作者
Chitpon Doungapai,Thanyaporn Siriwoharn,Yuwares Malila,Narongchai Autsavapromporn,Sakunkhun Makkhun,Suthasinee Yarnpakdee,Kittisak Jantanasakulwong,Joe M. Regenstein,Sutee Wangtueai
摘要
Sea cucumber is rich in protein that can be used to prepare a potential derived bioactive peptide for antioxidant and protective effect against UV-B induced skin cell damage.
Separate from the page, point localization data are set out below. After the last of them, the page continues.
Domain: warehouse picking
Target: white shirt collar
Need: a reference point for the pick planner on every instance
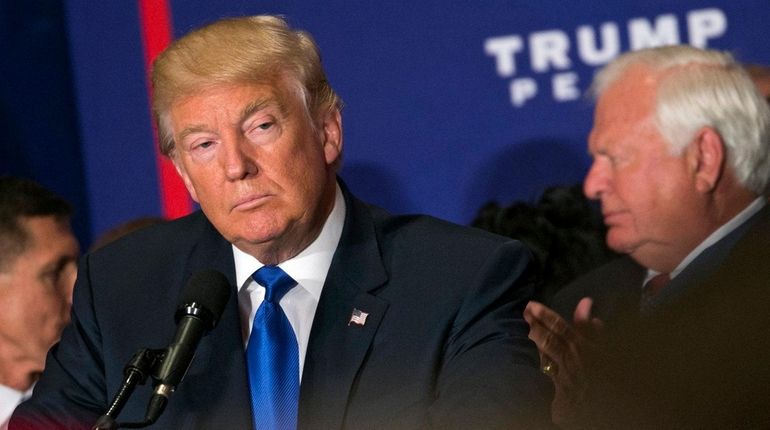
(716, 236)
(9, 399)
(310, 267)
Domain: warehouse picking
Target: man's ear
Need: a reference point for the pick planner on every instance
(331, 133)
(708, 156)
(185, 177)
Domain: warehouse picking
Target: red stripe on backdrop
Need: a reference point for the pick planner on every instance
(155, 20)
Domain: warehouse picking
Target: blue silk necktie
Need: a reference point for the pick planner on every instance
(273, 356)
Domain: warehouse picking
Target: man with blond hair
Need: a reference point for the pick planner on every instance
(345, 316)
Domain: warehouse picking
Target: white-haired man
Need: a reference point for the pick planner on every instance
(680, 165)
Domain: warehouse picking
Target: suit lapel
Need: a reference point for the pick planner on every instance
(337, 346)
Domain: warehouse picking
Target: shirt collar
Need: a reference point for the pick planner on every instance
(716, 236)
(310, 267)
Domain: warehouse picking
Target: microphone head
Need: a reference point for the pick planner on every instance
(204, 296)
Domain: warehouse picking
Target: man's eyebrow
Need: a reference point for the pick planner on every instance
(190, 130)
(261, 104)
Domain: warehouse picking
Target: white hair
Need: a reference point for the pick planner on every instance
(704, 88)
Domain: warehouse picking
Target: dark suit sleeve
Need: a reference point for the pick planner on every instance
(491, 376)
(71, 391)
This study aimed to optimize preparation of sea cucumber hydrolysate with both UV-B protective and antioxidant activities using three commercial enzymes using response surface methodology (RSM) with a face-centered central composite design (face- centered CCD). Hydrolysis time and concentration of enzyme effects on the degree of hydrolysis (DH), yield, antioxidant and UV-B protective activities of sea cucumber hydrolysates were determined. The optimum conditions for sea cucumber hydrolysis using papain (SCP), alcalase (SCA), or flavourzyme (SCF) were 3.6, 5.0, and 4.1% (w/w protein), respectively, and a hydrolysis time of 360 min. The resulting hydrolysates had a DH of 81-91%, yield of 13-14%, IC 50 for DPPH radical scavenging activity of 0.3-4.1 mg/mL, FRAP of 0.5-0.6 mmol FeSO 4 /mL, and IC 50 for ABTS radical scavenging activity of 1.3-1.6 mg/mL. The UV-B protective activity was reported as the HaCaT cell viability percentage after UV-B treatment. The SCP, SCA, and SCF hydrolysates showed 72.4, 74.5, and 71.3% cell viability, respectively. The concentration of hydrolysates with 80% survival of HaCaT cells was 0.21, 0.15 and 0.20 mg/mL for SCP, SCA and SCF, respectively. Thus, the SCP was selected for bioactive peptide isolation and characterization. The SCP contained hydrophilic and hydrophobic amino acids of 42.4 and 57.6%, respectively. The ultrafiltration and Sephadex G-25 gel filtration chromatography were done for peptide isolation from the SCP. Six potential peptides were identified using LC-MS/MS as Leu-Val-Asn-Glu-Leu-Thr-Glu-Phe-Ala-Gln (1163 Da), Leu-Val-Asn-Glu-Val-Thr-Glu-Phe-Ala-Gln (1149 Da), Phe-Val-Asp-Ser-Ser-Ala-Thr-Thr (826 Da), Phe-Asn-Asp-Leu-Gly-Ala-Trp (821 Da), Phe-Pro-Asp-Thr-Thr-Thr-Leu (793 Da), and Lys-Phe-Gly-Glu-Gly-Lys (664).